Star Medya Grubu’na yönelik menfur saldırıları hatırlatan Sancak, önce Star Medya Grubu binasına konan bombayla çalışanların hedef alındığını, ardından Star Medya Grubu Başkanı Murat Sancak’a 22 kurşun sıkılarak suikast düzenlendiğini ifade ederek şöyle konuştu:

“Peki bu saldırıların sebebi neydi? Görünen köy kılavuz istemez. Aslında sebebi herkes biliyor. Nitekim konuyla ilgili açıklama yapan Sayın Cumhurbaşkanımız Recep Tayyip Erdoğan veciz şekilde durumu izah ettiler. Bizi destekleyen bu açıklamalarıyla daha da cesaretlendik. Nitekim bu sözler devlet ve milletin başı olan Cumhurbaşkanı tarafından söylendi. Aslında saldırılar uç veren tehditlerle başladı. Hayli zamandır örtülü-açık, İsimsiz mektuplar ve telefonlarla tehditler geliyordu. Güvenlik birimlerimiz, devletimizin güvenlik kaynaklarıyla bu bilgileri paylaşıyordu. Terör örgütlerinin yanısıra bazı medya organları da, bel altı vuruşlarla aleyhimizde yayınlar yapıyorlar. Bu şer odaklarının İki önemli hedefi var. Birincisi milli birliğimizi simgeleyen Sayın Cumhurbaşkanımız, ikincisi milli duruş sergileyen yayın grubumuz. Milli-Gayri Milli kavgasında Cumhurbaşkanımızın temsil ettiği fikriyatın parçası oldukça, bize yönelik saldırılar uç vermeye başladı.”

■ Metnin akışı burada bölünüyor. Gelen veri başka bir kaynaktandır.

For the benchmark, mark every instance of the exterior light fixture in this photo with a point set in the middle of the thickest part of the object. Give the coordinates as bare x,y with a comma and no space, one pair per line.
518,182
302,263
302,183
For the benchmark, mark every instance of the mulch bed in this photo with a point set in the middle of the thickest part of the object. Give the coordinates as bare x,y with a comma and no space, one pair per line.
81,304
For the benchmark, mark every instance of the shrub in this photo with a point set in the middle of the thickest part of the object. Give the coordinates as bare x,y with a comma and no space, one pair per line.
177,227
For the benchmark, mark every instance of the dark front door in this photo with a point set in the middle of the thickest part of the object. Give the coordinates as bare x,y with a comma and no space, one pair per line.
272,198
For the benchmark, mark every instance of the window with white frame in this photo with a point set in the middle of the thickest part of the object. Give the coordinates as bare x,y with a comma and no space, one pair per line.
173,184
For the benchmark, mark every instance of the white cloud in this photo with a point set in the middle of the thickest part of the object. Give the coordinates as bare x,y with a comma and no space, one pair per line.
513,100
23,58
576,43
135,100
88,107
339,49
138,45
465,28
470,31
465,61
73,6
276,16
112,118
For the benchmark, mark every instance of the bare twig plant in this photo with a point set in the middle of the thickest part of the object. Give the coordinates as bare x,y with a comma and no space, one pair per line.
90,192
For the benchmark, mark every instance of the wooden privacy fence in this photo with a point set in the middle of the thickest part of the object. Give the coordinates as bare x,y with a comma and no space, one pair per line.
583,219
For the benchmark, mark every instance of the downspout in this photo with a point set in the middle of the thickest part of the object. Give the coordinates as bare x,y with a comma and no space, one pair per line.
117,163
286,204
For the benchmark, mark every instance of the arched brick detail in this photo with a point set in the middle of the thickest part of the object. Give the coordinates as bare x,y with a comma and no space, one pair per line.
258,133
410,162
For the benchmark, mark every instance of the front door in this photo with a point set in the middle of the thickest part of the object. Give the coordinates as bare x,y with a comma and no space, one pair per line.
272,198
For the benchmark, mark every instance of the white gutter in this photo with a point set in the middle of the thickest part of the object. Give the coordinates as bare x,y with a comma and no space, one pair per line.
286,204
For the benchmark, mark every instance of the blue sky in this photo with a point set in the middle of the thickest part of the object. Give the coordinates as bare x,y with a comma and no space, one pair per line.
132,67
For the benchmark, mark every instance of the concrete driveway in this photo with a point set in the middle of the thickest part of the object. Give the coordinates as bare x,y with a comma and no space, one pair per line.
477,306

Ülkemiz için 2 sektöre girdik 

Sancak sözlerini şöyle sürdürdü: “Günahımız milli duruş sergilememizdir. Medya sektörüne giriş nedenimizi açıklarken bu duruşumuzun altını çizmiştik. O günkü açıklamalarımızda, ‘biz 30-40 yıldır icra ettiğimiz, para kazandığımız işleri, varlık ve varidat oluşturduğumuz kaynakları bu ülkenin geleceğine katkı sunmak için satıyoruz ve Türkiye’nin geleceği için savunma ve medya sektörüne giriyoruz’ demiştik. Bu iki sektör ülkenin gelecekte dik durabilmesi, oluşacak fırtınalara karşı dayanabilmesi için kritik sektörlerdir. Dolayısıyla savunma ve medya sektörlerinin milli olması gerektiğini düşünüyoruz. Türkiye’ye diz çöktürmeye çalışanlar yıllardır bu sektörler üzerinden yol aldılar. Savunma sanayisini geliştirmeyen, milli medyası zayıf Türkiye saldırılara açık demektir.”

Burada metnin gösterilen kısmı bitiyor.